Equation (A) here is the theoretical counterpart to the $C(4,2)$ estimator in the paper, which is Equation (1).

There is a large number of very different signals in the non-MCM class, so it seemed to me upon first reading the paper that it might be hard to find one statistic that could distinguish all of these non-MCM signals from all of the MCM signals. So I devised an experiment to see for myself.

In the experiment, I first applied the authors’ $C(4,2)$ to a set of captured waveforms, each of which is downconverted to complex baseband before processing, and each of which has inband SNR greater than $20$ dB. The captured signals include several OFDM signals (LTE, satellite radio) and two non-MCM signals (CDMA, WCDMA).

The authors are trying to minimize computational cost, so they want to use the minimum number of samples to estimate $C(4,2)$; they recommend $90$ samples. (This appears to be independent of the sampling bandwidth, something I don’t understand.) So I applied the cumulant estimator to $128$ samples of the various captured signals.

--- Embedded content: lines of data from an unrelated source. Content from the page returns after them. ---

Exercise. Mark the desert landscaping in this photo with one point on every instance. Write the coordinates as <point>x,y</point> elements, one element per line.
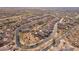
<point>39,29</point>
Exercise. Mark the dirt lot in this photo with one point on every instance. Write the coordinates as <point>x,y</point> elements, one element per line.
<point>39,29</point>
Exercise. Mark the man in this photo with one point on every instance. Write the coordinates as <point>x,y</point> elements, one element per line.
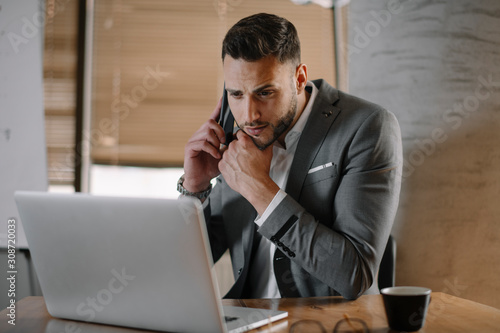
<point>309,188</point>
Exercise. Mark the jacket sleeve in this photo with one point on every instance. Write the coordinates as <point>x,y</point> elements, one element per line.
<point>344,252</point>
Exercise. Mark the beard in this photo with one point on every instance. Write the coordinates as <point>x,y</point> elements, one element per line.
<point>280,127</point>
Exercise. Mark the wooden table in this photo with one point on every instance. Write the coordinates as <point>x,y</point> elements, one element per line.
<point>446,314</point>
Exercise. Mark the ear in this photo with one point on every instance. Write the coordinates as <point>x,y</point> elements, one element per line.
<point>300,78</point>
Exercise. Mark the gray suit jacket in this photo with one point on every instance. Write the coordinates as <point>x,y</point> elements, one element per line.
<point>332,228</point>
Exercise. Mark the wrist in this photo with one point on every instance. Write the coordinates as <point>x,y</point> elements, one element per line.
<point>193,191</point>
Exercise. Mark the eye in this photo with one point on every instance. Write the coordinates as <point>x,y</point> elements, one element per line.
<point>236,94</point>
<point>265,93</point>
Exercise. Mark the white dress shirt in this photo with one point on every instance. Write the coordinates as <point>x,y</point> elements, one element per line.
<point>262,279</point>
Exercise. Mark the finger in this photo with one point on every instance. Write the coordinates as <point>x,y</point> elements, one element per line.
<point>210,131</point>
<point>215,114</point>
<point>195,148</point>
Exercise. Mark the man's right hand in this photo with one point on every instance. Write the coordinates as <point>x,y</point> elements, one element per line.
<point>202,154</point>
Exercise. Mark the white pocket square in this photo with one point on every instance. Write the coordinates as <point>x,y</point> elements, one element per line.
<point>321,167</point>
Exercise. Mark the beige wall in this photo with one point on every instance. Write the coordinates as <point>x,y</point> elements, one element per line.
<point>436,65</point>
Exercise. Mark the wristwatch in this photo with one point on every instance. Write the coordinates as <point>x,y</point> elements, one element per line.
<point>200,195</point>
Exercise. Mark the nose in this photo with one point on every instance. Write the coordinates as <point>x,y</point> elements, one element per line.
<point>252,113</point>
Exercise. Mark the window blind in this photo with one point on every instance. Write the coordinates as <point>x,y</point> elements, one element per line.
<point>157,72</point>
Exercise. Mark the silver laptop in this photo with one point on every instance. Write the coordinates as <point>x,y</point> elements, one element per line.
<point>134,262</point>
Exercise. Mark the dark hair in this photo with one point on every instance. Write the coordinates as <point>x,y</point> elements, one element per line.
<point>260,35</point>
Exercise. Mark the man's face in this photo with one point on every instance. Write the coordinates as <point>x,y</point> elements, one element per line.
<point>262,96</point>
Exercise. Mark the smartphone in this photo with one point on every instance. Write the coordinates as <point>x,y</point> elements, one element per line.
<point>226,118</point>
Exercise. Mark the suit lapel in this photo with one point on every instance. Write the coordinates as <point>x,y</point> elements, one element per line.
<point>320,120</point>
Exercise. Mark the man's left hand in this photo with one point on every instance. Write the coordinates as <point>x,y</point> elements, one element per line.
<point>246,170</point>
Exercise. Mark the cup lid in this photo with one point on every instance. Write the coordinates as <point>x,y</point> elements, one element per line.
<point>406,291</point>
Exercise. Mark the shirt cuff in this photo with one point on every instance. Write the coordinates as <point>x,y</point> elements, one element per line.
<point>272,206</point>
<point>204,204</point>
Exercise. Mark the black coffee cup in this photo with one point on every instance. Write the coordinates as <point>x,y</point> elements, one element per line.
<point>406,307</point>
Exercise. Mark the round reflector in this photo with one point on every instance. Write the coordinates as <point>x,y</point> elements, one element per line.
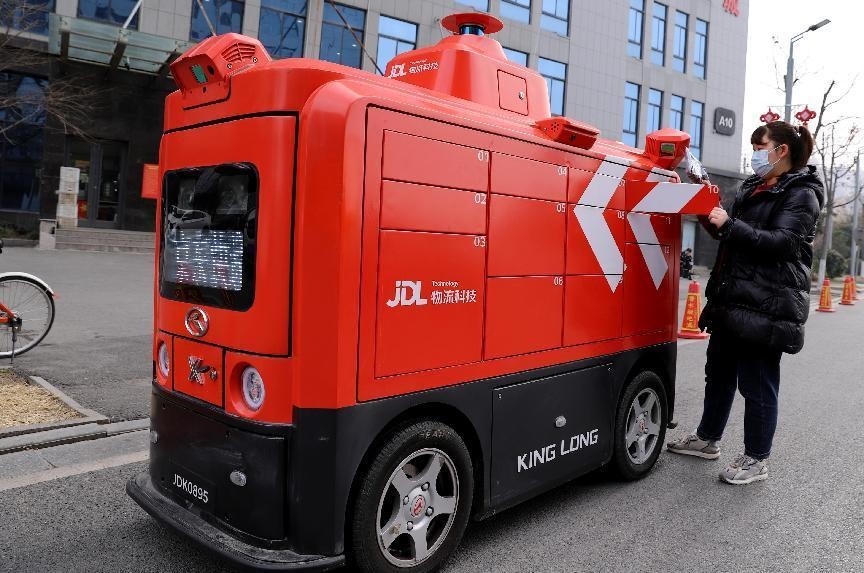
<point>164,360</point>
<point>253,388</point>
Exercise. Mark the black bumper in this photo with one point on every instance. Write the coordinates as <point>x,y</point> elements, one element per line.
<point>140,488</point>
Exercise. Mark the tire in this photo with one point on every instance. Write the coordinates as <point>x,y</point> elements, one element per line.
<point>380,538</point>
<point>34,305</point>
<point>641,418</point>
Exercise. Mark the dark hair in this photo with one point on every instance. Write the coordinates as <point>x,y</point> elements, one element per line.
<point>797,138</point>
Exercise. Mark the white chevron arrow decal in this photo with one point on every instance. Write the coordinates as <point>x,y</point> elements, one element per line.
<point>605,182</point>
<point>668,197</point>
<point>601,241</point>
<point>652,252</point>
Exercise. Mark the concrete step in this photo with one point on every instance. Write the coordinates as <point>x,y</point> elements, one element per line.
<point>105,240</point>
<point>103,248</point>
<point>91,240</point>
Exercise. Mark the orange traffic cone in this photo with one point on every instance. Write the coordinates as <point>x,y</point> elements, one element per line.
<point>848,297</point>
<point>690,322</point>
<point>825,299</point>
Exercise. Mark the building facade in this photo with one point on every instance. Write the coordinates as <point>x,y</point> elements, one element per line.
<point>627,67</point>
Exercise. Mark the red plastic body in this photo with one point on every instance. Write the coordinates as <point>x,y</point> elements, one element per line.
<point>411,239</point>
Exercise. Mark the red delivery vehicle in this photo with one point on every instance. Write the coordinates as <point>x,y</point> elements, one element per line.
<point>386,305</point>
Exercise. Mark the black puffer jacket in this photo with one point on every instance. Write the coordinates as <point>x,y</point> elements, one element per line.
<point>759,289</point>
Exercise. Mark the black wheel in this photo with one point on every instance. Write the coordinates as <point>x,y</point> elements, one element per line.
<point>414,501</point>
<point>33,309</point>
<point>640,426</point>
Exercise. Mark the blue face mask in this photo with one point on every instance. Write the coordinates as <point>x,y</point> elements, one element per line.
<point>760,164</point>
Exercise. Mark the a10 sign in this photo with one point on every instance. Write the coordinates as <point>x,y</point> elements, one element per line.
<point>724,121</point>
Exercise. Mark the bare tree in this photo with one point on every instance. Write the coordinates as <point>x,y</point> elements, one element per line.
<point>835,139</point>
<point>62,103</point>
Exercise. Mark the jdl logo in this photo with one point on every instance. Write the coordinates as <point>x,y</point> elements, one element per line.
<point>402,298</point>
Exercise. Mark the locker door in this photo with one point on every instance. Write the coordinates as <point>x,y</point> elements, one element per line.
<point>430,301</point>
<point>526,236</point>
<point>413,207</point>
<point>649,305</point>
<point>421,160</point>
<point>528,178</point>
<point>658,229</point>
<point>523,314</point>
<point>595,240</point>
<point>592,309</point>
<point>604,188</point>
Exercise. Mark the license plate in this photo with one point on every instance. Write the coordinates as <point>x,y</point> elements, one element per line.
<point>191,486</point>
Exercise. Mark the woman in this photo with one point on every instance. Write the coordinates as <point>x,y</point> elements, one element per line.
<point>758,296</point>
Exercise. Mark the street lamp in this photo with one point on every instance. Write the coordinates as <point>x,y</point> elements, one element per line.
<point>856,209</point>
<point>790,66</point>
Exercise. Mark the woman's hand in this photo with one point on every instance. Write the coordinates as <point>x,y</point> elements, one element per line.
<point>718,217</point>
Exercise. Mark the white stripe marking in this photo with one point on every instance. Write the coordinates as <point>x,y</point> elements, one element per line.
<point>643,231</point>
<point>655,177</point>
<point>604,183</point>
<point>73,470</point>
<point>668,198</point>
<point>601,241</point>
<point>656,262</point>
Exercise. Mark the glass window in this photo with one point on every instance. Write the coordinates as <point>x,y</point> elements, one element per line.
<point>676,112</point>
<point>658,34</point>
<point>555,74</point>
<point>482,5</point>
<point>282,27</point>
<point>519,10</point>
<point>394,37</point>
<point>700,49</point>
<point>111,11</point>
<point>516,56</point>
<point>337,42</point>
<point>209,223</point>
<point>634,28</point>
<point>655,110</point>
<point>225,15</point>
<point>697,112</point>
<point>22,122</point>
<point>27,15</point>
<point>555,16</point>
<point>631,114</point>
<point>679,43</point>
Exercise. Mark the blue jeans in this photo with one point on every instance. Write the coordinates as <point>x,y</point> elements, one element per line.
<point>755,371</point>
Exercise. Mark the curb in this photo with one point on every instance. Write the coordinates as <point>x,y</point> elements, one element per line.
<point>88,416</point>
<point>60,436</point>
<point>90,426</point>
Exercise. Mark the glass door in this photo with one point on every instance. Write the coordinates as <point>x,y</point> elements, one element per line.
<point>107,195</point>
<point>101,183</point>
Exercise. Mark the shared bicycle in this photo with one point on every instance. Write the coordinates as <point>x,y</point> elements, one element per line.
<point>26,312</point>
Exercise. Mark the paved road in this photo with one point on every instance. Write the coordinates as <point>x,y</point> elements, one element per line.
<point>98,350</point>
<point>807,517</point>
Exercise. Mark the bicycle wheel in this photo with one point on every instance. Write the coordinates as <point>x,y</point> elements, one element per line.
<point>33,305</point>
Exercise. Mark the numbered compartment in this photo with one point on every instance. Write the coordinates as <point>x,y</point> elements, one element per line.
<point>671,198</point>
<point>649,299</point>
<point>595,240</point>
<point>523,314</point>
<point>197,370</point>
<point>652,228</point>
<point>601,188</point>
<point>512,93</point>
<point>413,207</point>
<point>420,160</point>
<point>526,236</point>
<point>592,308</point>
<point>528,178</point>
<point>430,301</point>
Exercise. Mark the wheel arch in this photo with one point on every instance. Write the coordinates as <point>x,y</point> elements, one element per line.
<point>433,411</point>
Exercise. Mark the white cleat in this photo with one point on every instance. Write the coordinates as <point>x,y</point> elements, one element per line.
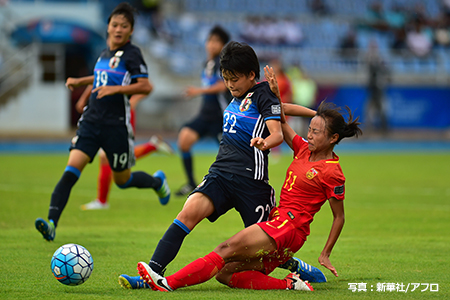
<point>153,279</point>
<point>94,205</point>
<point>295,283</point>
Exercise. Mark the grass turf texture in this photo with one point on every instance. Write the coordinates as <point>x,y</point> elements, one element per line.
<point>396,230</point>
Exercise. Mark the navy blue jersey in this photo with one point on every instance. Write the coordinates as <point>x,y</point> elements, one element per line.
<point>119,67</point>
<point>245,118</point>
<point>213,104</point>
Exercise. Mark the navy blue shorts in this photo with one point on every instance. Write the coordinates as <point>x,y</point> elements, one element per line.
<point>206,128</point>
<point>116,140</point>
<point>253,199</point>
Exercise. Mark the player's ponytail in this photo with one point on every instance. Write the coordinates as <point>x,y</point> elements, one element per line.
<point>335,122</point>
<point>126,10</point>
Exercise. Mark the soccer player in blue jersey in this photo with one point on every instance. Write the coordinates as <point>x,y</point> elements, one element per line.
<point>239,176</point>
<point>120,71</point>
<point>215,97</point>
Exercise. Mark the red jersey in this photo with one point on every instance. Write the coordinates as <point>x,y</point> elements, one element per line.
<point>308,185</point>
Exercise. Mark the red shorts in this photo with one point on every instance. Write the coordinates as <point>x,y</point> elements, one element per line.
<point>289,240</point>
<point>133,119</point>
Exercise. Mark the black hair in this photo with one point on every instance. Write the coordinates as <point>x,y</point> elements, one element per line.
<point>335,122</point>
<point>126,10</point>
<point>221,33</point>
<point>239,58</point>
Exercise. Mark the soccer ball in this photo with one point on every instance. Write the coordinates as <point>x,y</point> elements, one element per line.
<point>72,264</point>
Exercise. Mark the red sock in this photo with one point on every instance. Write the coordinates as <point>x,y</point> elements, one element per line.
<point>198,271</point>
<point>143,149</point>
<point>255,280</point>
<point>104,183</point>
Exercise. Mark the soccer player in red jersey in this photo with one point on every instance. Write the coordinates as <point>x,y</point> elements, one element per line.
<point>246,259</point>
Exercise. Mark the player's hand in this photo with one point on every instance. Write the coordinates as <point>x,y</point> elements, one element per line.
<point>259,143</point>
<point>71,83</point>
<point>192,91</point>
<point>105,90</point>
<point>79,106</point>
<point>325,261</point>
<point>269,73</point>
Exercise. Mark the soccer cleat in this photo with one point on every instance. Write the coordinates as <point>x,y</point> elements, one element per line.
<point>295,283</point>
<point>153,279</point>
<point>132,282</point>
<point>185,190</point>
<point>163,191</point>
<point>308,272</point>
<point>47,229</point>
<point>161,145</point>
<point>94,205</point>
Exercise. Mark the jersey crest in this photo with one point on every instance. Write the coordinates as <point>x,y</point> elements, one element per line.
<point>245,104</point>
<point>114,62</point>
<point>311,173</point>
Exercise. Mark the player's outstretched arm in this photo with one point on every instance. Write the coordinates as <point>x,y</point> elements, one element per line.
<point>72,82</point>
<point>274,139</point>
<point>142,86</point>
<point>298,110</point>
<point>337,207</point>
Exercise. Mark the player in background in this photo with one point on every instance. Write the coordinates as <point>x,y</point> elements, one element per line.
<point>246,259</point>
<point>284,86</point>
<point>105,123</point>
<point>239,177</point>
<point>215,97</point>
<point>105,173</point>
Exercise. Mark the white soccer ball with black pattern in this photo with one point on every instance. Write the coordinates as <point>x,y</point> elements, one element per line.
<point>72,264</point>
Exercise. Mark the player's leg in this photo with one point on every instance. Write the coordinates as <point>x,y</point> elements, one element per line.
<point>103,185</point>
<point>60,196</point>
<point>186,139</point>
<point>247,244</point>
<point>254,274</point>
<point>197,207</point>
<point>118,143</point>
<point>156,143</point>
<point>306,271</point>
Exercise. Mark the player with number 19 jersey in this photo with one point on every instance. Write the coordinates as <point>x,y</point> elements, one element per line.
<point>245,118</point>
<point>119,67</point>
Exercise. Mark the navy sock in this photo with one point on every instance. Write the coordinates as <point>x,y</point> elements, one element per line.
<point>187,163</point>
<point>168,246</point>
<point>141,179</point>
<point>61,193</point>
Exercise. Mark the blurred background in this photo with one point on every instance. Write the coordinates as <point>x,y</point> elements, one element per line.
<point>389,60</point>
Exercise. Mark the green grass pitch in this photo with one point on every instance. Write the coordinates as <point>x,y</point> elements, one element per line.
<point>396,231</point>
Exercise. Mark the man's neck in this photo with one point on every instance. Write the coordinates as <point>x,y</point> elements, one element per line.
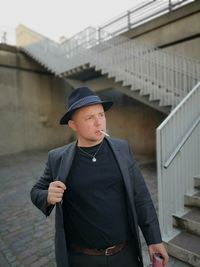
<point>88,143</point>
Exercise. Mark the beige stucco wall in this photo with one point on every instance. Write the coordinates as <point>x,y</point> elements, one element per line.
<point>31,104</point>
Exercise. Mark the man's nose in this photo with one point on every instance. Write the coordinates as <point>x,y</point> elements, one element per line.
<point>97,121</point>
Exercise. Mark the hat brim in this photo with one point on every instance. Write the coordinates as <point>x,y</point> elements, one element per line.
<point>67,116</point>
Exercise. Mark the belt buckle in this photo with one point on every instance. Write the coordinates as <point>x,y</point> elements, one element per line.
<point>107,253</point>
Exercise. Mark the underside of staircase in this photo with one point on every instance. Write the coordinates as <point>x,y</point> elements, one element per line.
<point>186,245</point>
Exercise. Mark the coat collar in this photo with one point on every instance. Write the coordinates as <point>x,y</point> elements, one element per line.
<point>69,154</point>
<point>66,162</point>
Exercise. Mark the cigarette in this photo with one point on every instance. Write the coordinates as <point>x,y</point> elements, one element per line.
<point>104,133</point>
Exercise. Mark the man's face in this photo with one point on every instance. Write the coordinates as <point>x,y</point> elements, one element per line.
<point>87,123</point>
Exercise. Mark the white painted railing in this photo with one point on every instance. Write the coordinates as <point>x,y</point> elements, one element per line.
<point>163,76</point>
<point>178,159</point>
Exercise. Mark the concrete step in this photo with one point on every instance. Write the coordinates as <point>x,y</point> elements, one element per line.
<point>185,247</point>
<point>197,182</point>
<point>192,201</point>
<point>189,222</point>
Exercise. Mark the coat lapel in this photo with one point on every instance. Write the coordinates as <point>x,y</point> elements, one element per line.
<point>66,162</point>
<point>122,162</point>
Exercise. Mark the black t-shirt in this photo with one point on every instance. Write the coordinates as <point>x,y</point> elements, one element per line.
<point>94,204</point>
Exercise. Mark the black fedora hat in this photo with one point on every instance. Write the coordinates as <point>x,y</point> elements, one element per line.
<point>82,97</point>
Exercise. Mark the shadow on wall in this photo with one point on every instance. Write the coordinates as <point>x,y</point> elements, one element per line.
<point>133,121</point>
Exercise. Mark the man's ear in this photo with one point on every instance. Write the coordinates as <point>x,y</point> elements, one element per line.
<point>72,125</point>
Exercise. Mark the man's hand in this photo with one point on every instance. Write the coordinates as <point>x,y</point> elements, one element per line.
<point>158,248</point>
<point>55,192</point>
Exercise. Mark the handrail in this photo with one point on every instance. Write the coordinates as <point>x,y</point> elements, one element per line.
<point>176,170</point>
<point>143,13</point>
<point>181,144</point>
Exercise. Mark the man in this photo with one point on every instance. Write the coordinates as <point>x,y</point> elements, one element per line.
<point>99,193</point>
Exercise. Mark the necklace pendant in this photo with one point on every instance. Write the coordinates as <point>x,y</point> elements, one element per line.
<point>94,159</point>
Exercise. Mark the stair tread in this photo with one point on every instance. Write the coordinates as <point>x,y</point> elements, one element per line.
<point>187,241</point>
<point>193,215</point>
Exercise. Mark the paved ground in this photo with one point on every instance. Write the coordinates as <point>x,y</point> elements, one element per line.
<point>26,235</point>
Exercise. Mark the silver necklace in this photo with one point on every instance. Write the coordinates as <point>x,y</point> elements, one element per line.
<point>90,155</point>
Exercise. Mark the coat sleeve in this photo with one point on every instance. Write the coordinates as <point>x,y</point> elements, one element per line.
<point>145,211</point>
<point>39,191</point>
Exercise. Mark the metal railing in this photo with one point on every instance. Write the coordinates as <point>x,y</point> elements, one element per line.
<point>178,154</point>
<point>164,76</point>
<point>7,35</point>
<point>130,19</point>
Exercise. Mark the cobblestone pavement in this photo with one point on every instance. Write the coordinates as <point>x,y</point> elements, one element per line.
<point>26,235</point>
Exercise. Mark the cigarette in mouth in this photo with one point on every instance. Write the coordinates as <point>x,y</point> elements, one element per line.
<point>104,133</point>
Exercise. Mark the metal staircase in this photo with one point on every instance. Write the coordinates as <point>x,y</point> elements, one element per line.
<point>186,245</point>
<point>150,75</point>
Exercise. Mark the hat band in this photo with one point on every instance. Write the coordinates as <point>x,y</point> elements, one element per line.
<point>84,101</point>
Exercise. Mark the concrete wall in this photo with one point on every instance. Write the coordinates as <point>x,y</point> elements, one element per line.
<point>133,121</point>
<point>31,104</point>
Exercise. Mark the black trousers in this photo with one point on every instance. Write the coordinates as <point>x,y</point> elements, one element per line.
<point>125,258</point>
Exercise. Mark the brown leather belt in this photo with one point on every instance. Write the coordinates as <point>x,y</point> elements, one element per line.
<point>99,252</point>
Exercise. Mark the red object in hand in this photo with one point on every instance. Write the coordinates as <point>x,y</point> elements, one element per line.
<point>157,260</point>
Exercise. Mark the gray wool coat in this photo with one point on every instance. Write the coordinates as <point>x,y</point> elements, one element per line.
<point>140,207</point>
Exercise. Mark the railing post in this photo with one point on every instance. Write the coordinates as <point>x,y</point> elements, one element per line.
<point>170,5</point>
<point>99,35</point>
<point>129,19</point>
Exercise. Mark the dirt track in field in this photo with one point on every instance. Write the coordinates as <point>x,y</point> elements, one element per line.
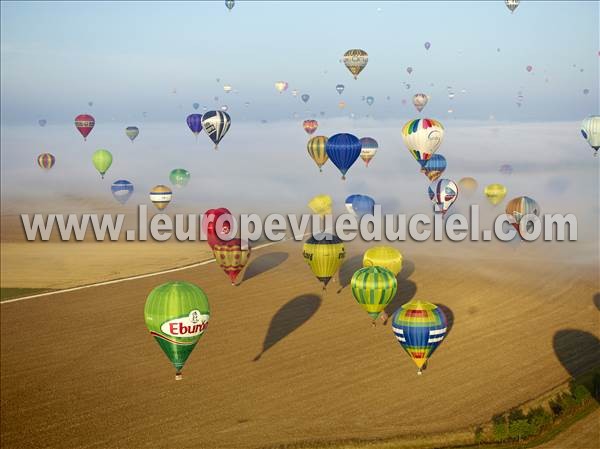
<point>80,370</point>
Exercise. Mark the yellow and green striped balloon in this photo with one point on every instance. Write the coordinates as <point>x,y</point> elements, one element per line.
<point>324,254</point>
<point>374,288</point>
<point>102,160</point>
<point>316,150</point>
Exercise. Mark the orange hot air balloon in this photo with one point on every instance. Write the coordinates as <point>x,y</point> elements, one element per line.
<point>232,257</point>
<point>84,124</point>
<point>310,126</point>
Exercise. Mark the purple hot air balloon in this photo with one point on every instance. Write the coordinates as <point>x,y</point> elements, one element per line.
<point>194,122</point>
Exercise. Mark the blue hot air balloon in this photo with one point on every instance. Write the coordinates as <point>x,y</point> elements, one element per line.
<point>359,205</point>
<point>343,150</point>
<point>122,190</point>
<point>194,122</point>
<point>434,167</point>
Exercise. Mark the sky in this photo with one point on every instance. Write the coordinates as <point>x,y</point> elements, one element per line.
<point>129,58</point>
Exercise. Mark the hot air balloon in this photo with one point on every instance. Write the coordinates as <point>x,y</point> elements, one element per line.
<point>468,186</point>
<point>518,208</point>
<point>343,150</point>
<point>356,60</point>
<point>495,193</point>
<point>374,288</point>
<point>383,256</point>
<point>179,177</point>
<point>321,205</point>
<point>443,193</point>
<point>590,130</point>
<point>420,101</point>
<point>422,137</point>
<point>212,228</point>
<point>232,256</point>
<point>310,126</point>
<point>317,150</point>
<point>102,160</point>
<point>46,161</point>
<point>176,314</point>
<point>160,196</point>
<point>419,327</point>
<point>122,190</point>
<point>434,167</point>
<point>512,4</point>
<point>369,147</point>
<point>216,124</point>
<point>324,254</point>
<point>281,86</point>
<point>84,124</point>
<point>132,132</point>
<point>194,122</point>
<point>359,205</point>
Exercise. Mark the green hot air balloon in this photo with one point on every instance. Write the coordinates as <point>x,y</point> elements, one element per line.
<point>179,177</point>
<point>374,288</point>
<point>102,160</point>
<point>176,315</point>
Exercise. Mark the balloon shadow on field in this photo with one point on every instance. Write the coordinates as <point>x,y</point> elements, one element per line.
<point>347,270</point>
<point>578,351</point>
<point>288,318</point>
<point>264,263</point>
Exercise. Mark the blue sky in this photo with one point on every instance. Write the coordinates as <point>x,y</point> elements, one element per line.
<point>127,57</point>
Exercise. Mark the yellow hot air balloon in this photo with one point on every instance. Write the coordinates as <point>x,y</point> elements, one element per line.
<point>467,185</point>
<point>324,254</point>
<point>495,193</point>
<point>383,256</point>
<point>321,204</point>
<point>356,60</point>
<point>316,150</point>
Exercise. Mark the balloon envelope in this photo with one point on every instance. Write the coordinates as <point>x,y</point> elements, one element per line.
<point>355,61</point>
<point>343,150</point>
<point>176,315</point>
<point>102,160</point>
<point>324,254</point>
<point>84,124</point>
<point>179,177</point>
<point>419,327</point>
<point>374,288</point>
<point>46,161</point>
<point>161,196</point>
<point>443,193</point>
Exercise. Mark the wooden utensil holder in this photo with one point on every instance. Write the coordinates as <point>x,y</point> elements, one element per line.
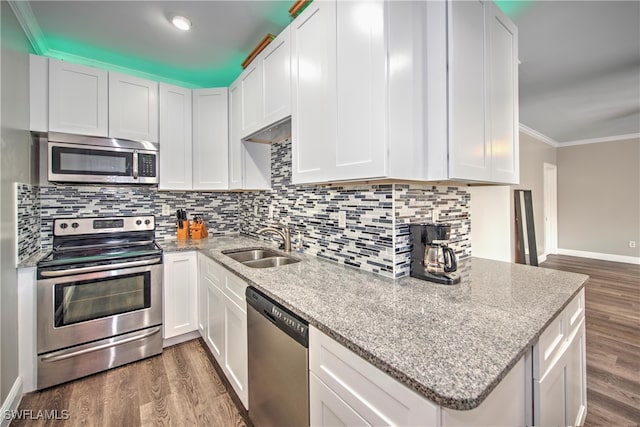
<point>183,233</point>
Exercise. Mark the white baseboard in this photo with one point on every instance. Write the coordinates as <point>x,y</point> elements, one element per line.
<point>180,339</point>
<point>601,256</point>
<point>11,403</point>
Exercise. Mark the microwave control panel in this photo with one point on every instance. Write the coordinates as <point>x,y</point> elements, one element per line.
<point>147,165</point>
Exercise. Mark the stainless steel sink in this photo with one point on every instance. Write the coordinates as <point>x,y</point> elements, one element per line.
<point>259,258</point>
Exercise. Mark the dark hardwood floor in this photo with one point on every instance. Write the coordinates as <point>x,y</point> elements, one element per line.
<point>178,388</point>
<point>181,387</point>
<point>613,338</point>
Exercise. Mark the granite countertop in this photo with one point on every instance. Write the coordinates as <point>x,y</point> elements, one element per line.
<point>452,344</point>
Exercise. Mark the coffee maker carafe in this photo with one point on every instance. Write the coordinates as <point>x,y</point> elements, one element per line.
<point>431,257</point>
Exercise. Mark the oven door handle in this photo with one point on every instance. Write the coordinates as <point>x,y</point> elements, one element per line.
<point>59,273</point>
<point>66,354</point>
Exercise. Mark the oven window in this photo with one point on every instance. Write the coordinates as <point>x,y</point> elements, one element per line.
<point>93,299</point>
<point>91,162</point>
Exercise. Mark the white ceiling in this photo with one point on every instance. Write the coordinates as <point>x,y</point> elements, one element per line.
<point>580,69</point>
<point>579,72</point>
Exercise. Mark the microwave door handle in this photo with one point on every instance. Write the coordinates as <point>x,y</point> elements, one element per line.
<point>135,164</point>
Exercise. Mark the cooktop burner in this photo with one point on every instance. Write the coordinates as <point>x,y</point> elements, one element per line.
<point>83,241</point>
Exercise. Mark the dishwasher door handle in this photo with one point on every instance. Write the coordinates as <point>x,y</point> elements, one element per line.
<point>270,317</point>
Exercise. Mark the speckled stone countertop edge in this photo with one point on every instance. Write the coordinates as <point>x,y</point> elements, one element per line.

I then created a set of simulated signals that included OFDM, DSSS, and a couple textbook DQAMs (QPSK and 64QAM). The results are shown here: The lower plot indicates that the $C(4,2)$ cumulant is centered at value near zero for the simulated OFDM signals, and is large and negative for the DSSS and QPSK signals. The $C(4,2)$ value for the 64QAM signal is somewhere inbetween. If the threshold could be moved to around $-0.4$ or so, then the MCM and non-MCM simulated signals could be distinguished with some error due to the overlap in the distributions for 64QAM and OFDM.

However, the upper plot shows the opposite for captured signals. The $C(4,2)$ value for white Gaussian noise is centered near zero, as it should be, but the distributions for the various captured MCM and non-MCM  signals all overlap with each other and with the distribution for WGN. There is no threshold that could be used to distinguish between MCM and non-MCM captured signals here.

I also redid the experiment with a much larger block length of 4096 samples: We see mostly the same behavior as for the short block length of $90$ samples. The various distributions are more compact, but the conclusion is the same: simulated signals might be accurately categorized as either MCM or non-MCM through the use of a thresholded $C(4,2)$ value, but the captured signals cannot be. In fact, the $C(4,2)$ value for one of the OFDM signals is actually smaller than the others, the opposite of the simulated case.

So this appears to be another case of Textbook Signals Ruining Everything. I’ve also applied this experimental approach to captured ATSC-DTV and broadcast FM (both non-MCM signals) for a block length of $4096$ samples. For the DTV signal, the values were tightly clustered around $-0.3$ and for the FM signal around $-1.0$.